Date Published: July 21, 2017
Publisher: Public Library of Science
Author(s): Lei Jia, Yaxiong Sun, Alexandre G. de Brevern.
Chemical stability is a major concern in the development of protein therapeutics due to its impact on both efficacy and safety. Protein “hotspots” are amino acid residues that are subject to various chemical modifications, including deamidation, isomerization, glycosylation, oxidation etc. A more accurate prediction method for potential hotspot residues would allow their elimination or reduction as early as possible in the drug discovery process. In this work, we focus on prediction models for asparagine (Asn) deamidation. Sequence-based prediction method simply identifies the NG motif (amino acid asparagine followed by a glycine) to be liable to deamidation. It still dominates deamidation evaluation process in most pharmaceutical setup due to its convenience. However, the simple sequence-based method is less accurate and often causes over-engineering a protein. We introduce structure-based prediction models by mining available experimental and structural data of deamidated proteins. Our training set contains 194 Asn residues from 25 proteins that all have available high-resolution crystal structures. Experimentally measured deamidation half-life of Asn in penta-peptides as well as 3D structure-based properties, such as solvent exposure, crystallographic B-factors, local secondary structure and dihedral angles etc., were used to train prediction models with several machine learning algorithms. The prediction tools were cross-validated as well as tested with an external test data set. The random forest model had high enrichment in ranking deamidated residues higher than non-deamidated residues while effectively eliminated false positive predictions. It is possible that such quantitative protein structure–function relationship tools can also be applied to other protein hotspot predictions. In addition, we extensively discussed metrics being used to evaluate the performance of predicting unbalanced data sets such as the deamidation case.

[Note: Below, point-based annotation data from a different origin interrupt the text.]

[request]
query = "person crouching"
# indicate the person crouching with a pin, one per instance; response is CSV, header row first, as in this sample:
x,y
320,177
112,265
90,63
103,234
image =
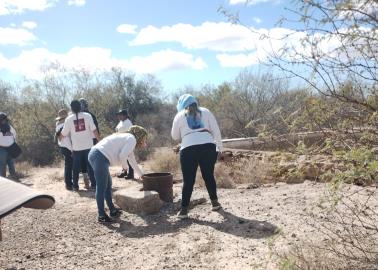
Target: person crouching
x,y
115,149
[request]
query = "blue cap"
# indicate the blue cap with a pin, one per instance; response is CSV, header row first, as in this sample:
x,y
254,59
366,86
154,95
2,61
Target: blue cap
x,y
185,101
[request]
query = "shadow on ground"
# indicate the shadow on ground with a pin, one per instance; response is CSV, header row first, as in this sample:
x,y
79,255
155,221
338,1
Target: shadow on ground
x,y
166,222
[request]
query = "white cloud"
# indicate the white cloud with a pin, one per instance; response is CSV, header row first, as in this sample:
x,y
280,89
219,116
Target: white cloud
x,y
31,63
29,24
223,37
257,20
251,2
166,60
238,60
127,28
20,6
16,36
78,3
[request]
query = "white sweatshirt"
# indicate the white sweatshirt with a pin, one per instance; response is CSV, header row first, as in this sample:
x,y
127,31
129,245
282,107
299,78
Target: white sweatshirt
x,y
66,141
118,148
181,130
123,126
81,131
8,139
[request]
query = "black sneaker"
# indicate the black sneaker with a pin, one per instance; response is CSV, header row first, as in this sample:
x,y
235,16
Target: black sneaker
x,y
104,219
116,212
183,213
215,205
122,174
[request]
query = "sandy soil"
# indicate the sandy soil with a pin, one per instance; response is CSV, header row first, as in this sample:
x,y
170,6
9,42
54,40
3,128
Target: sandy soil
x,y
237,237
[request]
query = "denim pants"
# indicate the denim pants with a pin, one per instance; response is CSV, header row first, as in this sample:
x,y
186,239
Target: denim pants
x,y
3,161
204,156
100,165
11,167
68,162
78,158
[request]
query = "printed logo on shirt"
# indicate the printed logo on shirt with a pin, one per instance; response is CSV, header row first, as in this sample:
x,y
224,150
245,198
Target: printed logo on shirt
x,y
79,125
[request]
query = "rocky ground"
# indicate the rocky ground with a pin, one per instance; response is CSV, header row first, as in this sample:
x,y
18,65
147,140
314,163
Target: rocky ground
x,y
241,236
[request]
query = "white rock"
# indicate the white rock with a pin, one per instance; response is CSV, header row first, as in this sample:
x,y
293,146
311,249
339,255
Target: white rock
x,y
135,201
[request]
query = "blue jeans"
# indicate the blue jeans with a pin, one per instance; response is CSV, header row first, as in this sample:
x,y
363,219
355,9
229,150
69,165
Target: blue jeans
x,y
67,166
3,161
80,157
100,165
11,168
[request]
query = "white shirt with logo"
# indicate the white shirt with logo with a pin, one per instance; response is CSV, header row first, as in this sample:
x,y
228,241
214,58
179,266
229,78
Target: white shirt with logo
x,y
66,141
8,138
80,128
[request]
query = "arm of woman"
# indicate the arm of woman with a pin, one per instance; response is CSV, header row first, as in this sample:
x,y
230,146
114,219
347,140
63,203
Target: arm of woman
x,y
215,131
175,131
127,154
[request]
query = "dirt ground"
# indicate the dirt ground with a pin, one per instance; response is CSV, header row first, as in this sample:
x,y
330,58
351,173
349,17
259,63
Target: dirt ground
x,y
238,237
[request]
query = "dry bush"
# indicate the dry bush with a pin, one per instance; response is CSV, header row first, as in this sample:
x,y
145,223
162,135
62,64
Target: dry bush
x,y
346,221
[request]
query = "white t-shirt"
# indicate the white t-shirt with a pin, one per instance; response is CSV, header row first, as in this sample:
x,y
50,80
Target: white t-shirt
x,y
66,141
123,126
182,131
80,130
8,138
118,148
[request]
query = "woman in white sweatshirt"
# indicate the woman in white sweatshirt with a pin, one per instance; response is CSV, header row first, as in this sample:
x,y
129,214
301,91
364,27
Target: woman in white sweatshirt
x,y
115,149
6,140
201,142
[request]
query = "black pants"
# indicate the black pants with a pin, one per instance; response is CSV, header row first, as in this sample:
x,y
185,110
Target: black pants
x,y
130,172
80,157
67,166
205,156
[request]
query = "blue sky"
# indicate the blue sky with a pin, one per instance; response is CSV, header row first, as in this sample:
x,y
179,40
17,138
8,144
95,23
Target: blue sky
x,y
181,42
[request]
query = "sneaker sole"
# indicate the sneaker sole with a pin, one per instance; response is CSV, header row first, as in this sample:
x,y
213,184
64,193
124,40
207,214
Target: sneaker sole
x,y
216,208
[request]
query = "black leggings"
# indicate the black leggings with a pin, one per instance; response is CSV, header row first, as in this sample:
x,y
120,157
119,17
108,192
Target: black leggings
x,y
205,156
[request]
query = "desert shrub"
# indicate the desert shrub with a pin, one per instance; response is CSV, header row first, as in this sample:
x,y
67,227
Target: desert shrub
x,y
346,220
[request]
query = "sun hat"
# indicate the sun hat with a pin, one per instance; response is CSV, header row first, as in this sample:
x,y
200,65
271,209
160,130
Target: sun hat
x,y
184,101
122,112
62,114
139,133
84,104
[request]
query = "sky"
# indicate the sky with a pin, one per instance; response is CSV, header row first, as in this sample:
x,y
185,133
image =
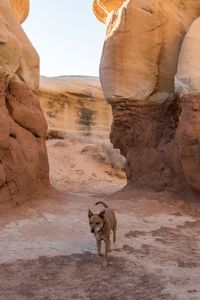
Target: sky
x,y
66,35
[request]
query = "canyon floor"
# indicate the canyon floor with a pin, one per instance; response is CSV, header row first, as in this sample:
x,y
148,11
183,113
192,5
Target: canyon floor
x,y
47,251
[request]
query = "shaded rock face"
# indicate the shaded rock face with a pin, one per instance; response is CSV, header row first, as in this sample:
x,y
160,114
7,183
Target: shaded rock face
x,y
23,156
75,106
145,134
155,129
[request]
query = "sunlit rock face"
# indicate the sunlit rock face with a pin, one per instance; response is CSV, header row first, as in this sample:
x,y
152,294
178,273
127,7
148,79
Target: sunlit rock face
x,y
75,106
20,9
23,156
138,66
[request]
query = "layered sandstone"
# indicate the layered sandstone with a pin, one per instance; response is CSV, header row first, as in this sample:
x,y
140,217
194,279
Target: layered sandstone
x,y
75,106
137,71
23,156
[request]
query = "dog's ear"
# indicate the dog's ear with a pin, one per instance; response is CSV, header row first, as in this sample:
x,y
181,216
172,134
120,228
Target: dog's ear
x,y
90,213
102,214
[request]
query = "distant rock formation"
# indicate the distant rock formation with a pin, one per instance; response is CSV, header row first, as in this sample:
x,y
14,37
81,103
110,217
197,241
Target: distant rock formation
x,y
156,129
75,105
23,156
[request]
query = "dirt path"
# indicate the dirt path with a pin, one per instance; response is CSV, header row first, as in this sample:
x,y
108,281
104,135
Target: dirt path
x,y
47,251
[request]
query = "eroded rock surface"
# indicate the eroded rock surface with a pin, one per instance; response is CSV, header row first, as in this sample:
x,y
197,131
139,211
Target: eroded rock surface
x,y
75,106
23,156
155,130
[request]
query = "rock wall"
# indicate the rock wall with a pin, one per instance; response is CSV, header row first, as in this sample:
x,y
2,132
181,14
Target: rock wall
x,y
23,156
155,128
75,106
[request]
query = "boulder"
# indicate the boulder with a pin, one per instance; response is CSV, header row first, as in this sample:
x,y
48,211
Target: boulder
x,y
75,106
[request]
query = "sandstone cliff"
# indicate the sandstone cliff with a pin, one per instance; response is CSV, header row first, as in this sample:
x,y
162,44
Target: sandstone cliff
x,y
155,130
23,156
75,105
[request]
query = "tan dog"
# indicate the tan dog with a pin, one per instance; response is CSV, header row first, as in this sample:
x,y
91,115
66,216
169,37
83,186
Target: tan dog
x,y
101,225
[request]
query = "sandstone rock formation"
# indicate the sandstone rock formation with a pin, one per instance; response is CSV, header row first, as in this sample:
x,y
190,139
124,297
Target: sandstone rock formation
x,y
20,9
75,105
151,125
23,156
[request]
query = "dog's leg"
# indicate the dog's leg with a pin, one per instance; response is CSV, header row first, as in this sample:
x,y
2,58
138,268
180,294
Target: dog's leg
x,y
99,247
105,261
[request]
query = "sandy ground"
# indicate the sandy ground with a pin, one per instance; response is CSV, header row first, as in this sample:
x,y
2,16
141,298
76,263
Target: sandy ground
x,y
48,252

Chemical stability is a major concern in the development of protein therapeutics due to its impact on both efficacy and safety. Protein “hotspots” are amino acid residues that are subject to various chemical modifications, including deamidation, isomerization, glycosylation, oxidation etc. Deamidation primarily happens on an asparagine (Asn) residue. Its C-terminus residue’s backbone nitrogen atom conducts a nucleophilic attack to the Asn’s side chain amide group carbon atom. An intermediate ring-closed succinimide residue is proposed to form. The succinimide residue then conducts fast hydrolysis to lead to the final product aspartic acid (Asp) or iso aspartic acid (IsoAsp)  (Fig 1). Therefore, the deamidation process causes an Asn to Asp / IsoAsp mutation. Glutamine (Gln) residue can also undergo the deamidation process. However, Gln deamidation happens at a much slower rate than Asn [2, 3], so it is a less concern. Deamidation of asparagine residues in biological pharmaceuticals is a major cause of degradation if the therapeutical proteins are not formulated and stored appropriately . If deamidation occurs in the monoclonal antibody’s complementarity determining region (CDR), the antibody’s binding potency can be affected. Evaluating Asn deamidation liability is a very important step during the engineering process of therapeutical protein development.
The machine learning models, using structure-based descriptors, described in this work for deamidation prediction achieved improved accuracy compared to existing methods. The application can make deamidation predictions to proteins but not limited to antibodies. Compared to sequence-based methods, structure-based methods provide insights to better understanding the molecular basis of deamidation event. Enriching the training data set to contain more diversified protein deamidation data would further increase the prediction accuracy. Using machine learning methods to predict structure-function relationship in protein engineering faces lots of challenges. Proteins have highly diversified structures being encoded by their primary sequences. And proteins undergo concerted dynamics in order to conduct their functions. In this work, the descriptor set for deamidation prediction has been well developed in connection to chemical reactions. The set includes an experimental measurement as well as structural features. However, there could be improvements when the dynamics of the protein, which can be investigated by molecular dynamics simulations, is considered. Under the circumstance of the imperfect training data set and descriptor set, the statistical machine learning algorithms play important roles in removing the noise, and amplifying the signal of the data. Theoretically speaking, when perfect descriptors can be obtained, the very simple statistical algorithm should be good enough to construct a predictive model without overfitting the data. While in reality, we always balance the three key components: the training data set, the descriptor set, and statistical algorithms, in a prediction modeling process to optimize prediction performance. Finally, since protein engineering data sets are often noisy and unbalanced, it’s critical to select proper statistical metrics for performance evaluation.